Yes. When establishing pulp mills, one significant concern is the recovery boilers. Clyde, who recently joined us, serves that market and provides much of the technology for the Chinese market as these pulp mills are being constructed. Historically, China relied almost entirely on recycled fiber. However, after the Chinese government banned the import of waste paper, they needed to find alternative sources of fiber. As a result, they are building these pulp mills. Clyde is supplying boiler cleaning technology for those applications.

Ross Sparenblek, Analyst

Okay. And then maybe just one last one on your 80/20 expectations this year, you guys usually target two to three divisions. Anything more material to call out as like the mix within the segments?

Jeffrey Powell, CEO

We are continually working to expand our team that oversees these initiatives and to establish more companies.
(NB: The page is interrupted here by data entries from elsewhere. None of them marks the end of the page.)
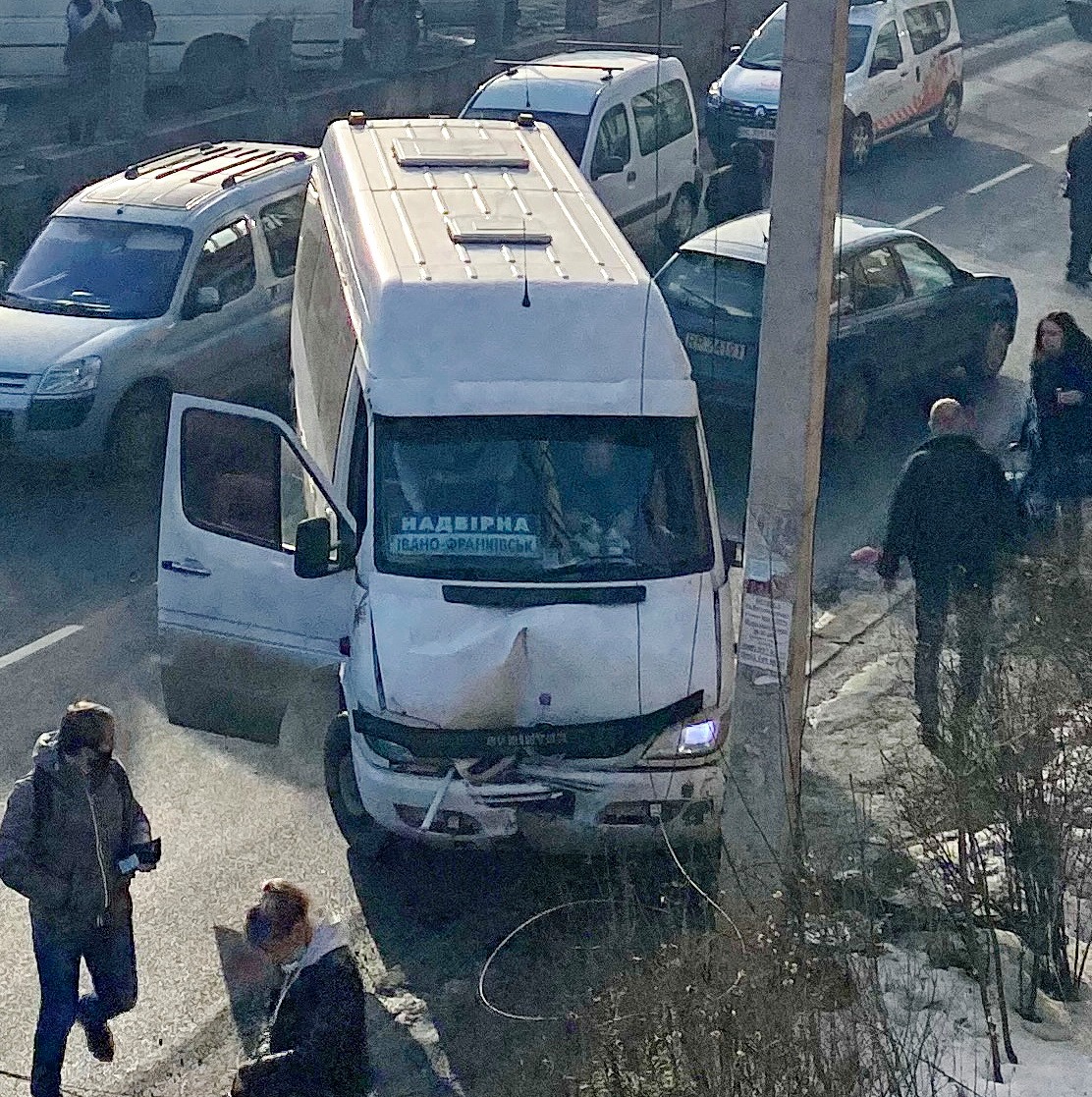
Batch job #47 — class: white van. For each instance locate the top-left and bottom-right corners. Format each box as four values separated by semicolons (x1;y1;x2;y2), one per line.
159;114;734;848
0;0;363;105
460;49;702;250
705;0;962;171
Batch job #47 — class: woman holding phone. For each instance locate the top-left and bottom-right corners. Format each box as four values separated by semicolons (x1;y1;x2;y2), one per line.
1032;311;1092;556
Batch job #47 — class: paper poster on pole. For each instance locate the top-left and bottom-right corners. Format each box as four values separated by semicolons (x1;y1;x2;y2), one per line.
736;591;792;675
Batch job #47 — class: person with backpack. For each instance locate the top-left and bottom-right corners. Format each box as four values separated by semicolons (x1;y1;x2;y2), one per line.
0;701;158;1097
876;397;1018;750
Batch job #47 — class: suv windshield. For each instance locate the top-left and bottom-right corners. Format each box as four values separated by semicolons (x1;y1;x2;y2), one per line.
0;217;190;320
463;106;591;163
738;19;872;73
375;415;713;582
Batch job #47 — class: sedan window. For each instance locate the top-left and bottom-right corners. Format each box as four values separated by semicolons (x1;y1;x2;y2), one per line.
657;251;765;320
849;245;906;312
895;241;955;298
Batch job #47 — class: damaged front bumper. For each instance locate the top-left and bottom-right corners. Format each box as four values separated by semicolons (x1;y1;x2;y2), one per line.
352;710;725;852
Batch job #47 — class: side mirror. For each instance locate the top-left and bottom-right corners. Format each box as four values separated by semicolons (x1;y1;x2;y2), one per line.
192;285;223;316
592;156;627;180
721;537;743;567
294;517;333;579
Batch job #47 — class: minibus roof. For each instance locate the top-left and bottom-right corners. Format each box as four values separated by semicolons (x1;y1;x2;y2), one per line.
313;115;697;414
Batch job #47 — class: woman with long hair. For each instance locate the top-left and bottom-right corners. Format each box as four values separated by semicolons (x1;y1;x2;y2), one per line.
232;880;370;1097
1032;311;1092;555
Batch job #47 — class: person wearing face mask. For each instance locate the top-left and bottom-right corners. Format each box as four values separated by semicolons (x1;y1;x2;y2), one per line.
0;701;154;1097
232;880;370;1097
1030;311;1092;554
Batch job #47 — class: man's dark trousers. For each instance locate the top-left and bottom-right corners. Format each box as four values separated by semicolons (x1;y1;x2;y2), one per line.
1067;202;1092;279
30;917;137;1097
913;567;994;735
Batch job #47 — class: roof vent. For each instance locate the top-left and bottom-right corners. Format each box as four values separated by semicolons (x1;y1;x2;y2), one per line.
444;217;554;247
393;137;530;169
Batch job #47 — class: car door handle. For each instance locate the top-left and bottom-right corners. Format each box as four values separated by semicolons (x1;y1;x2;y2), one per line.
162;560;213;579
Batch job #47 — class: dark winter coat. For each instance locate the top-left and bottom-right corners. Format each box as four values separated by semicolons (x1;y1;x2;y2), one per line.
65;0;117;72
0;732;151;934
1065;125;1092;215
239;925;369;1097
877;434;1017;582
1032;353;1092;462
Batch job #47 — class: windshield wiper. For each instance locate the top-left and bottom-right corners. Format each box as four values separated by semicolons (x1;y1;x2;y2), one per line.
677;285;717;313
544;556;637;579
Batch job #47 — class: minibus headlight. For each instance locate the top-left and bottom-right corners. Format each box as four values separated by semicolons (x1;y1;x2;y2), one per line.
644;716;722;760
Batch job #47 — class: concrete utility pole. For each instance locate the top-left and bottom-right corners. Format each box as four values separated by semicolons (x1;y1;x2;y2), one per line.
722;0;848;895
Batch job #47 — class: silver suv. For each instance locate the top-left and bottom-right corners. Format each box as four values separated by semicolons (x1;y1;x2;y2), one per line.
0;141;316;474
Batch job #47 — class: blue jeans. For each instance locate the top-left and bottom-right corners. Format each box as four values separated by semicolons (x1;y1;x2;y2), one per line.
30;917;137;1097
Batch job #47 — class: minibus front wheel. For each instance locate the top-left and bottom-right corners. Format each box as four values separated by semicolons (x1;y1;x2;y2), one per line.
323;712;389;857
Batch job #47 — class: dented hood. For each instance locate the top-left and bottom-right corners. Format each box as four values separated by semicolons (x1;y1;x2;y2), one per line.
368;574;718;731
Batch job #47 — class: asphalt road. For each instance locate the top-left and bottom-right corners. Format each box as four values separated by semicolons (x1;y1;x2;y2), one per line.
0;19;1092;1097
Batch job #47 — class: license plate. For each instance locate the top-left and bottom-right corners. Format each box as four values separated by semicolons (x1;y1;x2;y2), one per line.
683;331;746;362
736;126;775;140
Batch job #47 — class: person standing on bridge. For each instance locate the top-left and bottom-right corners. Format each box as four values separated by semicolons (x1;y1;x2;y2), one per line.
1065;110;1092;287
65;0;122;144
876;397;1017;750
0;701;158;1097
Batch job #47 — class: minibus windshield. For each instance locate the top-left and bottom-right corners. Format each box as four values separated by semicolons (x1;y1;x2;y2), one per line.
375;415;713;582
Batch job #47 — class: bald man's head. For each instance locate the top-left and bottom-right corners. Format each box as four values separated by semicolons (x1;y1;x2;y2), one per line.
929;396;967;434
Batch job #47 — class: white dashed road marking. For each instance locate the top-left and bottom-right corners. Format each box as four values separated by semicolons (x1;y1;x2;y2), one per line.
967;163;1034;194
0;625;83;670
896;206;944;228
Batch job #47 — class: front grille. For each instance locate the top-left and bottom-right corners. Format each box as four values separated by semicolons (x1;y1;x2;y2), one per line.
725;102;778;130
0;369;30;393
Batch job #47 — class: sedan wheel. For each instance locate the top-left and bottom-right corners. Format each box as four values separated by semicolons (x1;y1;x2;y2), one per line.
826;369;870;446
975;320;1011;381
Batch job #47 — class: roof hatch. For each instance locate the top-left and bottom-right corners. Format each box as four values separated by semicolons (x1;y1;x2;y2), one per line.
394;134;530;169
444;217;554;247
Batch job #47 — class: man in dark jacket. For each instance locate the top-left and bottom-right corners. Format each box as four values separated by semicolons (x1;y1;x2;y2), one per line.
232;880;370;1097
65;0;122;144
876;398;1016;749
0;701;151;1097
1065;110;1092;287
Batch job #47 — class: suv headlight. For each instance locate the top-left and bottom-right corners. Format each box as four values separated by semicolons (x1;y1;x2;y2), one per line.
643;716;722;760
36;355;102;396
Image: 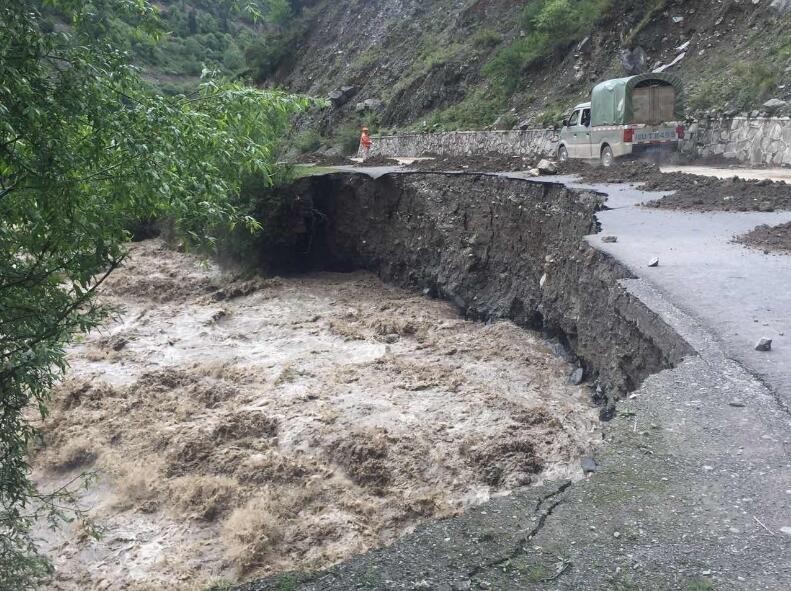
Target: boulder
[536,158,558,174]
[771,0,791,14]
[492,115,514,131]
[764,99,788,111]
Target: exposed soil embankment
[252,173,690,415]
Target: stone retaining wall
[682,117,791,166]
[371,129,558,158]
[364,117,791,166]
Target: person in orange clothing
[360,127,373,159]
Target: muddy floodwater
[34,240,601,590]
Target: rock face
[327,86,355,108]
[354,99,384,113]
[771,0,791,14]
[764,99,791,111]
[260,173,691,408]
[618,47,648,76]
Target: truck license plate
[634,129,676,142]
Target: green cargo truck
[557,73,684,166]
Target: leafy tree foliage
[0,0,308,591]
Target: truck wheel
[601,146,615,168]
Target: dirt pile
[643,173,791,211]
[736,222,791,254]
[560,161,791,211]
[34,241,599,590]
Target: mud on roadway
[737,222,791,255]
[33,240,601,591]
[560,161,791,212]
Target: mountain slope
[252,0,791,129]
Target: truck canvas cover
[591,72,684,126]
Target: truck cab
[557,73,684,166]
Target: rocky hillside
[252,0,791,140]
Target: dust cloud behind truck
[558,73,684,166]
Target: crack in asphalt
[467,481,572,578]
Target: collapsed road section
[251,173,691,418]
[240,174,791,591]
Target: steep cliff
[258,0,791,134]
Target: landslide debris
[33,240,600,591]
[736,222,791,254]
[560,161,791,211]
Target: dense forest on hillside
[114,0,310,94]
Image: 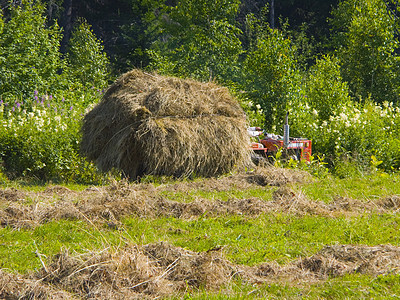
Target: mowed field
[0,167,400,299]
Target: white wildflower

Progress is ongoing, and we expect to see some results from the businesses we began working with late last year by the end of this year. Other companies are just beginning or are scheduled to begin this process. Typically, in the first year following acquisitions, we focus on stabilizing and integrating them, helping them understand the programs, and deciding when they want to take on new initiatives. For some of the newer companies, those initiatives are still in the planning stages. However, our team is improving in implementation, and this will remain a key internal focus for us in the years ahead.

Operator, Operator

I'm showing no further questions at this time. I'll now turn it back to Jeff Powell for closing remarks.

Jeffrey Powell, CEO

Thanks, Marvin. Before wrapping up the call today, I just want to leave you with a couple of takeaways. We finished the year with improving business conditions. We acquired two great companies in the second half of 2025, and the integration of this business into the Kadant family is going well, and I'm confident that they'll make meaningful contributions in 2026 and beyond. The outlook for 2026 is optimistic with expectations of increased project activity and stable aftermarket demand. And we look forward to maximizing the value that we create for our customers and for our stockholders in 2026. And with that, we want to thank you for joining us today.

Operator, Operator

Thank you for your participation in today's conference. This does conclude the program. You may now disconnect.